Nell’ultima parte della nostra breve rassegna su Socrate, proveremo ad indagare le cause che hanno portato alla sua accusa ed in seguito alla condanna a morte per mezzo dell’avvelenamento con la cicuta.

Come sempre, ogni evento deve essere inquadrato nel contesto in cui si manifesta. Nel caso della Atene del 399 a.C, è bene ricordare come, dopo la sconfitta nella guerra del Peloponneso e l’instaurazione dei famosi Trenta Tiranni, lo stesso popolo aveva in seguito rovesciato questo sistema oligarchico a favore della democrazia.

Inoltre, la coesione sociale ateniese poneva ancora le sue basi in una tradizione religiosa che in pochi, all’epoca, avevano interesse a scalfire in qualsiasi modo.

Socrate tra politica e religione

Proprio in base a queste premesse, la figura di Socrate è da inquadrare come una mina vagante per il governo dell’epoca. Socrate non solo non si era opposto più di tanto al regime filospartano presente prima della restaurazione della democrazia, ma criticava spesso le procedure di quest’ultima.

Non meno importante, il filosofo ateniese riteneva gli antichi dèi solo come una manifestazione della divinità.
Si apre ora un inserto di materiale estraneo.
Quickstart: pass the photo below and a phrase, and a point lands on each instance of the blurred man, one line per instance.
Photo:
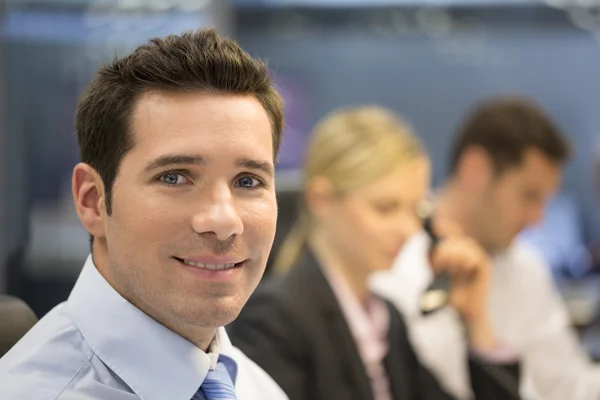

Vicino agli dèi antropomorfi “classici” solo da un punto di vista formale, Socrate soleva parlare spesso (come ci viene narrato nell’Apologia di Socrate di Platone) di un dèmone che sin da piccolo gli suggeriva la scelta più adeguata nei momenti più importanti della vita.

Un qualcosa, il dáimōn, che andava oltre il semplice richiamo morale o la voce della coscienza, ma diventava per Socrate un vero e proprio concetto di natura religiosa che trascendeva l’essere umano.

Il processo a Socrate e la condanna a morte

Furono le tante antipatie accumulatesi, e la natura inquisitoria della sua perenne indagine sull’uomo, a portare alla fine i democratici oltranzisti Meleto, Anito e Licone a formulare ufficialmente l’accusa nei confronti di Socrate, reo di non riconoscere le divinità tradizionali ateniesi e di corrompere i giovani promulgando dottrine diverse da quelle previste ad Atene.

Ma la scelta di morire, per quanto ci è concesso sapere da Platone, alla fine fu di Socrate stesso; sarebbe potuto scappare, andare in esilio, oppure avrebbe potuto commutare la pena in una sanzione di tremila dracme.

Socrate, invece, non accetta vie di mezzo, e si espone a tal punto, nel corso del processo, da definirsi meritevole di essere nutrito nel Pritanèo con soldi pubblici, in virtù del compito educativo con il quale arricchiva la gioventù ateniese, e al quale non avrebbe mai rinunciato.

Sprezzante delle accuse, indipendente e politicamente troppo pericoloso, ma soprattutto rispettoso delle stesse leggi che lo condannavano; Platone stesso ci spiega come il suo maestro non sarebbe mai potuto fuggire. L’uomo, secondo Socrate, è tale solo se rapportato con la società, e chi rifiuta le leggi del proprio Stato di appartenenza, di fatto, smette di esserlo.

Dopo aver salutato in cella i suoi allievi, Socrate ingerirà la cicuta che porrà fine alla sua vita sulla terra, ma non ad una figura rivoluzionaria che ancora oggi stupisce ed influenza il mondo intero.